Darcy had to scrape her jaw off the car floor. “Haymarket. And how are you so knowledgeable about the city’s farmers markets?”
He shrugged, his foot easing up on the gas as they neared a red light. “My uncle used to date this woman who made her own cheese. She sold her stuff at a different market every weekend, all over the East Coast, and Uncle Colin always forced me to go with him.”
A hundred more questions bit at Darcy’s tongue. She suddenly realized she didn’t know a thing about Reed’s background. Who his parents were, where he’d gone to school, why he’d chosen to fight professionally.
She swallowed her curiosity, clinging to the swift reminder that she wasn’t allowed to get to know him outside the carnal sense. That would only land her in hot water. She would get attached like she always did, and then all her hopes for a harmless, no-heartbreak fling would go up in flames.
Still, her silence brought a rush of guilt. Darcy had never felt ruder in her life as she fixed her gaze out the window and pretended to admire the scenery she’d seen thousands of times before. The lack of interaction bothered her, but not as much as the one-word responses she offered when Reed tried to engage her in conversation.
For a woman whose middle name was chatty, keeping a conversational distance was excruciating. Reed didn’t comment on her sudden change of personality, but he did shoot several contemplative glances her way throughout the entire drive.
Twenty minutes later, they entered the enormous outdoor market and joined the crowd of people already filling the large space. It was mid-September, and the temperature was still in the high eighties, much to Darcy’s pleasure. She was hoping the good weather followed them all the way to October, the month she’d drawn for her recess chaperoning duties at school. But she already knew her October stint would be a gazillion times better than last year, when she’d shivered in the playground for the entire month of February during one of the worst winters to ever hit Boston.
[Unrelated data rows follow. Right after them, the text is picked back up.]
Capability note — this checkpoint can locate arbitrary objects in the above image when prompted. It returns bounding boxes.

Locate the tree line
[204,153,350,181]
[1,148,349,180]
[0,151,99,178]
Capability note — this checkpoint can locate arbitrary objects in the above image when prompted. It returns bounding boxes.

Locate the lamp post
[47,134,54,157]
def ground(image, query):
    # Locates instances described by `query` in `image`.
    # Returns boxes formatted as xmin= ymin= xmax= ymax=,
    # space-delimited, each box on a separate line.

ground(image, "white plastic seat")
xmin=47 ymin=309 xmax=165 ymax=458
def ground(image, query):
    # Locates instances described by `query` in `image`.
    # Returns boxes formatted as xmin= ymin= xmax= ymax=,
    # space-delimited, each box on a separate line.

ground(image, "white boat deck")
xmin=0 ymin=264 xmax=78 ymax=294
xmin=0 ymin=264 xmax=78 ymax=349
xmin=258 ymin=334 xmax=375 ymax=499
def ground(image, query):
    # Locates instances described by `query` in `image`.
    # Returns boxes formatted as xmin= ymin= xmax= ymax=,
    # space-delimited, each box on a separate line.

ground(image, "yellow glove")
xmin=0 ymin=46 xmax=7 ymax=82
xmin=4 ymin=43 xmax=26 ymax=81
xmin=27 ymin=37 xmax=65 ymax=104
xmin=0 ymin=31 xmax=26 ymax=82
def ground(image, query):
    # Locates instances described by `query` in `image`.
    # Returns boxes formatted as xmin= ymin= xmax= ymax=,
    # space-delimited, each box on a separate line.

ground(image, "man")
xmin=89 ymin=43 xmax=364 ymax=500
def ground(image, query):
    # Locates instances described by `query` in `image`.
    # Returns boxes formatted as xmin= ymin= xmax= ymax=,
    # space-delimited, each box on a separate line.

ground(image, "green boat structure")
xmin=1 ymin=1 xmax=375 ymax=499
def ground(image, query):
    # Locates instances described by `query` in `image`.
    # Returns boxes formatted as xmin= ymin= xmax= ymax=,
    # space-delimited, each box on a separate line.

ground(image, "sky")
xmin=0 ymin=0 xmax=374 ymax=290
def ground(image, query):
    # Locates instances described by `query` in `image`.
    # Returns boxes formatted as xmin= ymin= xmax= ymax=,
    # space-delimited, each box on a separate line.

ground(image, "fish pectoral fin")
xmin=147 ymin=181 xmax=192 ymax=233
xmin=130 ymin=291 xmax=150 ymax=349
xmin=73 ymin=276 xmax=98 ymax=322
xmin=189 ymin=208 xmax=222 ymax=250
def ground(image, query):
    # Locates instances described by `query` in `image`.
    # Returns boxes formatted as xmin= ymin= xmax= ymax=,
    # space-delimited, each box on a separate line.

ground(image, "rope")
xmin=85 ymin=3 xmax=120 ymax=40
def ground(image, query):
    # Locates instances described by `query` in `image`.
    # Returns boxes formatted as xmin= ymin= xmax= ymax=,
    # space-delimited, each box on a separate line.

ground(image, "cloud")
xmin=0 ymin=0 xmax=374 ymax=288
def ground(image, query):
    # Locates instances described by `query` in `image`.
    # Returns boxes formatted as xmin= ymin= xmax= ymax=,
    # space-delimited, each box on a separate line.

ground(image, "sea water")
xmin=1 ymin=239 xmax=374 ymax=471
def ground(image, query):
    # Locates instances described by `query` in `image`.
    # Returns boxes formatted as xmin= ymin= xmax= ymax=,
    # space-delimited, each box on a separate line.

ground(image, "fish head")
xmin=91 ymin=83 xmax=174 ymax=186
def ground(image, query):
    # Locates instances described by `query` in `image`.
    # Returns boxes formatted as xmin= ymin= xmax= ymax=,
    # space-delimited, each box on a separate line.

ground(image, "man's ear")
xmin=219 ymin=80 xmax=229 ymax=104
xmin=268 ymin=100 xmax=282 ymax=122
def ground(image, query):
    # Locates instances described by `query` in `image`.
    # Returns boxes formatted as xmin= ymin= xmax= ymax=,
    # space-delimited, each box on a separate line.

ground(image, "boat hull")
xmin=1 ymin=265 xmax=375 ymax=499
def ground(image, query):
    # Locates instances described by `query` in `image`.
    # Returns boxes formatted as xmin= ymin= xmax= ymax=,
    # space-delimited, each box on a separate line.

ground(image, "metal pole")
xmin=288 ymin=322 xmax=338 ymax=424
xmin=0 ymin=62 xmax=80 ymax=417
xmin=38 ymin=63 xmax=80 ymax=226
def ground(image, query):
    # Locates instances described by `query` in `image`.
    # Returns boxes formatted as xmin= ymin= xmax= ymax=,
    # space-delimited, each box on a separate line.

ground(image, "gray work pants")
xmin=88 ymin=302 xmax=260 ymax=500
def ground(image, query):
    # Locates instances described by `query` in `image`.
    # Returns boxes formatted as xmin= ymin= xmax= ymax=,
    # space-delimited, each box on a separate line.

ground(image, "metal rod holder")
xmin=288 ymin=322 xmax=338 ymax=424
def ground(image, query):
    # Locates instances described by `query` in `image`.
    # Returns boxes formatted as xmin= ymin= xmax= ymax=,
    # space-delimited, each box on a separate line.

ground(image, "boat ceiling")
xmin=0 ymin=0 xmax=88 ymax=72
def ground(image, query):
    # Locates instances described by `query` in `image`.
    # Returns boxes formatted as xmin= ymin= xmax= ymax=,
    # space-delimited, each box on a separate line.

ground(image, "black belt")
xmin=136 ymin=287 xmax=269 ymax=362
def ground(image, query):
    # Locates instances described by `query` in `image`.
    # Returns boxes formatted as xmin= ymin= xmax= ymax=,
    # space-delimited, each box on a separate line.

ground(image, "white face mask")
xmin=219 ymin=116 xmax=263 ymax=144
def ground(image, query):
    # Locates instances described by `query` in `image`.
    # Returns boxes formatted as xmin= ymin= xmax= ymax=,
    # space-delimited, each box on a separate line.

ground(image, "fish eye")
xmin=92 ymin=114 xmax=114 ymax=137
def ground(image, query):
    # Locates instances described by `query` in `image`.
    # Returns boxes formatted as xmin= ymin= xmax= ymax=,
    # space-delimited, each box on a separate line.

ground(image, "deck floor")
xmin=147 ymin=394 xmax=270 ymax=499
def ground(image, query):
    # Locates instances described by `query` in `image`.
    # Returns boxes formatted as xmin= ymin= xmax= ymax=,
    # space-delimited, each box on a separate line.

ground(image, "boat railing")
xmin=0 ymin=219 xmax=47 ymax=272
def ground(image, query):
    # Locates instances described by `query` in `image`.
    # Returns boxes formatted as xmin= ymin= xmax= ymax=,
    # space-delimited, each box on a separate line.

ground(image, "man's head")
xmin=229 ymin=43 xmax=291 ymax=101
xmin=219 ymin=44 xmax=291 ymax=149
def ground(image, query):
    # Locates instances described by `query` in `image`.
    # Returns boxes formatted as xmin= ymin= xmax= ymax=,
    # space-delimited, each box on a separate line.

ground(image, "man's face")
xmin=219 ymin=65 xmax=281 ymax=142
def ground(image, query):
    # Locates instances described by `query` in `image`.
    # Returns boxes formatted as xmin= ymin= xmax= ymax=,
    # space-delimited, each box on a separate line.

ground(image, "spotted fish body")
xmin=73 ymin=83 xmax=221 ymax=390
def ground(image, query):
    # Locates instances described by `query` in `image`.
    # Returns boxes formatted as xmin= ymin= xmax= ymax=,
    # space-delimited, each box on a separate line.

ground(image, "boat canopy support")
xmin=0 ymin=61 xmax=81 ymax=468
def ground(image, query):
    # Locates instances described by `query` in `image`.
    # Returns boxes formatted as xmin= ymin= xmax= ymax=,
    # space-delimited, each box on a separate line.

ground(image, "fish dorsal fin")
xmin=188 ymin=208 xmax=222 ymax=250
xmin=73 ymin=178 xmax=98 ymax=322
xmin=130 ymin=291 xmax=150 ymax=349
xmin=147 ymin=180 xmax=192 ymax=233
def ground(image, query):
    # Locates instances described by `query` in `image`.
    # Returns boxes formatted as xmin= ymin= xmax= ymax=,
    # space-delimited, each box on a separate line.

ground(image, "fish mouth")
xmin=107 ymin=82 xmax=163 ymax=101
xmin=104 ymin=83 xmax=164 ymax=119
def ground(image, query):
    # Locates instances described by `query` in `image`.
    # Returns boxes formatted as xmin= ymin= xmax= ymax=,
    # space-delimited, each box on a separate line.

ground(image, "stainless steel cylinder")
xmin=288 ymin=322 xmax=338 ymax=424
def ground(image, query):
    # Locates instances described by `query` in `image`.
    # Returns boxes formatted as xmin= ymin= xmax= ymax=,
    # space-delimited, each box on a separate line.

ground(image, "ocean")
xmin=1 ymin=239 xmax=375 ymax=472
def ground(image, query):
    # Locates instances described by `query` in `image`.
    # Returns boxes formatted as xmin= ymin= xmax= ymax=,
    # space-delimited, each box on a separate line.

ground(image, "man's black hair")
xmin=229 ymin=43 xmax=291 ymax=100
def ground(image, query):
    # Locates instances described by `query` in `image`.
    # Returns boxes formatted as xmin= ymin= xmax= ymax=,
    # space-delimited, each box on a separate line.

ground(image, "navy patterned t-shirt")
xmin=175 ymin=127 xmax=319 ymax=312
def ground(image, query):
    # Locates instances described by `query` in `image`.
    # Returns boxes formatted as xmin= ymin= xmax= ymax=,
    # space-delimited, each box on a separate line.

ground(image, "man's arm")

“Where should we go first?” Reed asked.
Darcy’s gaze roamed the rows and rows of tables that made up the market. “Let’s start with veggies, then hit the fruit stands, and finish up with some jam tasting.”
“Sounds like a plan.”
With his fingers loosely hooked on his belt loops, he walked alongside her toward the tables of vegetables to their right. For the next half hour, they embarked on a health-conscious shopping spree, Reed carrying their overflowing bags without Darcy even having to ask. The whole time, he chatted easily about nothing in particular, while she did her damnedest to avoid any deep conversation. Despite the fact that she’d choked down so many potential questions her throat had run dry from the constant gulping, she was proud of herself for resisting temptation.
But the dark side finally called her over. They’d just stopped at a table piled high with Red Delicious apples when Reed broke out in laughter.
“Shit. I still can’t look at apples without thinking about this girl I knew in middle school.”
Darcy had to grin. “Why, was her name Apple?”
“Actually, it was,” he said smugly. “Apple Schulman, the product of a hippie mom and Jewish dad. She was skinny as a rail with big brown eyes and a mouthful of braces, and I was utterly and completely in love with her.”
“How old were you?”
“Twelve, I think? It was the sixth grade. She sat in front of me for every class, and I’d spend hours daydreaming about her and trying to work up the courage to ask her out. All the grades had their own annual dances, and I’d already chickened out about inviting her to the sixth grade one, but there was also this big school-wide dance at the end of the year.” Reed chuckled. “I was dying for Apple to go with me, but I was too terrified to ask. Every time I walked up to her locker, I’d freeze up like a Popsicle and then scurry away.”
Darcy laughed. She had trouble picturing the scene he was describing. The Reed she knew oozed confidence and sex appeal. She couldn’t imagine him ever being too nervous to talk to someone, or that any girl, old or young, would ever turn down an offer to date him.